8:00 PM  played golf hast and need a bath but bil and wife dropped by..... now in hankus condition.   

Still need bath and food.


----------



## gobbleinwoods (Aug 25, 2014)

Sure was quiet last night.   Well the coffee is gently brewed and ready to be served.


----------



## EAGLE EYE 444 (Aug 25, 2014)

Happy Monday morning to everyone.


Gobblin, thanks for an early pot this morning.  I surely need some of your coffee to get awake this morning.  I've got lots of work to get done this week and I don't know where to begin.  

Maybe I should start with taking out the trash, reading the newspaper, eating some breakfast and sipping on that coffee.


----------



## havin_fun_huntin (Aug 25, 2014)

moaning folks


----------



## Crickett (Aug 25, 2014)

Mornin y'all! 


Well we got a guy coming by this afternoon to buy our big red coop, the 2 swedish flower hens & 5 of the buff orpingtons. I hate to see them go but at least he is keeping them all together. 
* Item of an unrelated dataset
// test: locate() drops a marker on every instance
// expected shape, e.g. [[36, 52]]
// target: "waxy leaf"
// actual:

Now to continue packing!  I ran out of newspaper & have to find or buy more. I really don't wanna buy any. At $2 each that's gonna get expensive.


----------



## Keebs (Aug 25, 2014)

Crickett said:


> Mornin y'all!
> 
> 
> Well we got a guy coming by this afternoon to buy our big red coop, the 2 swedish flower hens & 5 of the buff orpingtons. I hate to see them go but at least he is keeping them all together.
> ...


$2 a paper?!?! Last time I bought an Atlanta *Sunday* Journal it was 75 cents......... 
I'd be hitting every business around & asking for last weeks paper............. 

Mornin Folks!


----------



## havin_fun_huntin (Aug 25, 2014)

po crickett.  you should make chicken and dumplins IMO  just sayin


----------



## mrs. hornet22 (Aug 25, 2014)

Mornin


----------



## havin_fun_huntin (Aug 25, 2014)

merning keebs


----------



## havin_fun_huntin (Aug 25, 2014)

I know a few of yall seen the pic of Gage in the pool but I gotta tall ya, that boy is a mess.  Honestly figured he would cry the whole time.  NOPE, he kinda had that constant look of confusion; which he obviously got from his mama.  He actually seemed upset when LMS made him get out (she wasnt a big fan of the whole idea anyhow).


----------



## havin_fun_huntin (Aug 25, 2014)

hdm03, LMS and I swore we seen you in Tifton Saturday.  Then we realized, we dont know what you look like.


----------



## Keebs (Aug 25, 2014)

havin_fun_huntin said:


> hdm03, LMS and I swore we seen you in Tifton Saturday.  Then we realized, we dont know what you look like.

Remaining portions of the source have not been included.